After escaping his desert island confinement through the magical flatulence of Radcliffe’s corpse, Hank discovers other intriguing uses to a freshly dead body (hence the film’s title). Not only does Radcliffe store drinking water for Hank inside his lungs, but he also functions as a projectile weapon when small objects are expelled from his mouth by performing the Heimlich on him. What’s more, when Hank begins to hallucinate from starvation, Radcliffe is miraculously reanimated (mercifully allowing the truly competent actor to make actual faces and say actual lines), becoming Hank’s best friend, confidant, and almost-lover. As Hank spirals deeper and deeper into regret-induced delirium, his reasons for abandoning civilization become clearer – his mother is dead, he feels no connection to his father, and he cannot form relationships with anyone, especially not with the pretty girl on the bus. Living vicariously through the corpse he has mentally revived, Hank becomes that pretty girl on the bus in order to allow Radcliffe to woo him and, via proxy, overcome Hank’s own faults.

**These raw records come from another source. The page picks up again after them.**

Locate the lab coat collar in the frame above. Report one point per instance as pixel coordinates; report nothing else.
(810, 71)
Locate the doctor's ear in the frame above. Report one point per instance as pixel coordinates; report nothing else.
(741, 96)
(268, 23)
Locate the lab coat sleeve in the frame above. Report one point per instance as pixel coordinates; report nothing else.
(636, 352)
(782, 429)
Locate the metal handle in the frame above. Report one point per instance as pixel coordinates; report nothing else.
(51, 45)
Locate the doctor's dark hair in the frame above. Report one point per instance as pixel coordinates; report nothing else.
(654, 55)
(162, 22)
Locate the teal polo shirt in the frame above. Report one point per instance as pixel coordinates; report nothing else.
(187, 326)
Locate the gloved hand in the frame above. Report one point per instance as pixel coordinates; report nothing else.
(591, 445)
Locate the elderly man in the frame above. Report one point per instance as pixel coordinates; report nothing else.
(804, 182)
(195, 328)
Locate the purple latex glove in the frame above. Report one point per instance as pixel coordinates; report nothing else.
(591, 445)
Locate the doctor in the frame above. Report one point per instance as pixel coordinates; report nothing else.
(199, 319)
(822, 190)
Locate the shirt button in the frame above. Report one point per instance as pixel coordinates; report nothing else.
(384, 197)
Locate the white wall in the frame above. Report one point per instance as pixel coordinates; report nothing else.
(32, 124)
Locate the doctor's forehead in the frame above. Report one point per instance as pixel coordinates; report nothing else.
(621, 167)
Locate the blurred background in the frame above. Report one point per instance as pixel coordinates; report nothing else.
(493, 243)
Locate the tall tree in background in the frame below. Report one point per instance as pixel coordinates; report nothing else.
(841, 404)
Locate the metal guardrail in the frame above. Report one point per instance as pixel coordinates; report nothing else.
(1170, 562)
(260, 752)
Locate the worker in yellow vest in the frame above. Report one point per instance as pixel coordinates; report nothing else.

Inevitably, these circular charades lead Hank to further despair, and he frequently gives up the ruse and questions his own sanity. Unfortunately, it is in these potentially poignant moments that Swiss Army Man can’t quite hold itself together. Just when Hank drops into the depths of a truly momentous existential revelation, the film sweeps it away in an (admittedly glorious) a cappella-scored montage, preventing Dano from really marinating in any of his character development.
Nonetheless, there isn’t a dull moment to Swiss Army Man, and even during its rather muddled ending it stays true to its unique, sarcastically-serious style and its rigorous immaturity. Despite apparent walk-outs at its premiere, the press and industry crowd with whom I viewed the film seemed genuinely enthusiastic about this bizarre debut from the Daniels. I hope it will go down as a wacky start to a truly epic film career for the pair.